A maverick Canadian oil man, who has made several high-profile takeover attempts, launched his most audacious offer yet yesterday, bidding for the company he left as chief executive last year.

Canadian Superior Energy Inc, a small oil and gas firm run by Greg Noval, the Calgary-based executive known for his tough-talking style, said it planned to launch a C$700 million ($452 million) all-stock bid for Canadian 88 Energy Corp. Noval Founded Canadian 88 in 1988 to explore for natural gas along the Rocky Mountain foothills of Alberta.

Under the unsolicited offer, Canadian Superior would swap 2.75 shares for each share of Canadian 88, which has been searching for a buyer for several months. It said the deal was worth C$4.95 a share.

Noval tried to downplay his history with Canadian 88 at a news conference yesterday, and Canadian Superior vice-president Rick Watkins said Noval was not involved in the deliberations. "Greg is not riding this mule," he said.

Canadian 88 chief executive Joseph Pritchett III said he was surprised by the bid, but would not give an opinion. "I'm in the process of getting my board together, and they will deal with this post haste, I'm sure," Pritchett said.

Canadian Superior shares closed unchanged yesterday at C$1.80 on the small-cap Canadian Venture Exchange before the offer was announced.
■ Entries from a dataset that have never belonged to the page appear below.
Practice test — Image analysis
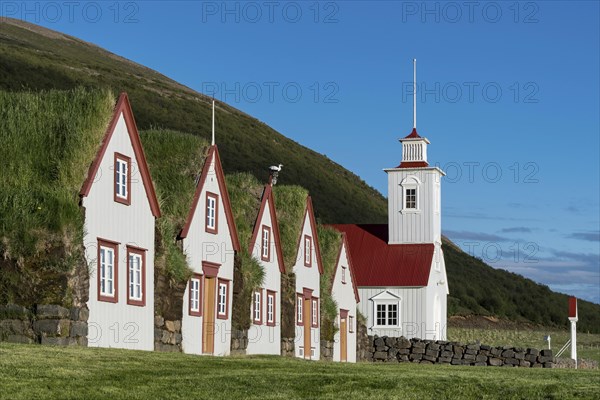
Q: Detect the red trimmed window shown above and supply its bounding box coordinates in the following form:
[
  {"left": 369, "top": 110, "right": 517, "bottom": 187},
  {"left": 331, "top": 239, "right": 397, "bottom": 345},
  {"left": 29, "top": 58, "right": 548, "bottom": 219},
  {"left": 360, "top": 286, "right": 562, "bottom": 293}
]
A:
[
  {"left": 296, "top": 294, "right": 304, "bottom": 325},
  {"left": 252, "top": 289, "right": 262, "bottom": 325},
  {"left": 260, "top": 225, "right": 271, "bottom": 261},
  {"left": 127, "top": 246, "right": 146, "bottom": 307},
  {"left": 267, "top": 290, "right": 277, "bottom": 326},
  {"left": 189, "top": 274, "right": 202, "bottom": 317},
  {"left": 304, "top": 235, "right": 312, "bottom": 267},
  {"left": 311, "top": 297, "right": 319, "bottom": 328},
  {"left": 114, "top": 153, "right": 131, "bottom": 205},
  {"left": 217, "top": 279, "right": 229, "bottom": 319},
  {"left": 97, "top": 239, "right": 119, "bottom": 303},
  {"left": 206, "top": 192, "right": 219, "bottom": 233}
]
Canadian 88 shares in Toronto closed down 13 Canadian cents at C$3.35, having ranged between C$1.90 and C$4.58 in the past 52 weeks.

In March 2000, the big U.S. gas marketer and pipeline firm Duke Energy Corp bought a fifth of struggling Canadian 88's shares, which had steadily dropped in price for about a year amid slipping gas production. As part of the deal, Noval was replaced as CEO by Duke executive Pritchett. Noval later took the helm of affiliate Canadian Superior as Canadian 88 worked to seek out a buyer.

"The stock has languished under their leadership and I think that can be corrected," Noval told reporters yesterday. In recent months, Canadian Superior has been touting its exploration acreage off the coast of Nova Scotia, seen by many in the industry as the next big natural gas producing region.

The company said it enlisted some prominent executives to sit on the merged company's board if the deal goes through, including former TransCanada PipeLines Ltd chairman Gerry Maier and Dale Blue, former CEO of Chase Manhattan Bank.

Noval, who has been at odds with analysts and the business press at times, tried for years to acquire big-league oil and gas assets, first by launching a hostile bid for Texaco Inc's Canadian unit in 1994, then making an unsuccessful offer for Amerada Hess Corp.'s properties in Canada.

He made headlines again in 1997 with a hostile bid for Morrison Petroleums, only to be forced to withdraw when regulators found he had improperly acquired Morrison stock through a third party before making the bid public.

In February, U.S. oil producer Hunt Oil Co. paid Canadian 88 C$176 million for Alberta gas producing assets. It was reported earlier this month that Noval filed a lawsuit against his former company, claiming Canadian Superior's rights of first refusal were breached in the sale.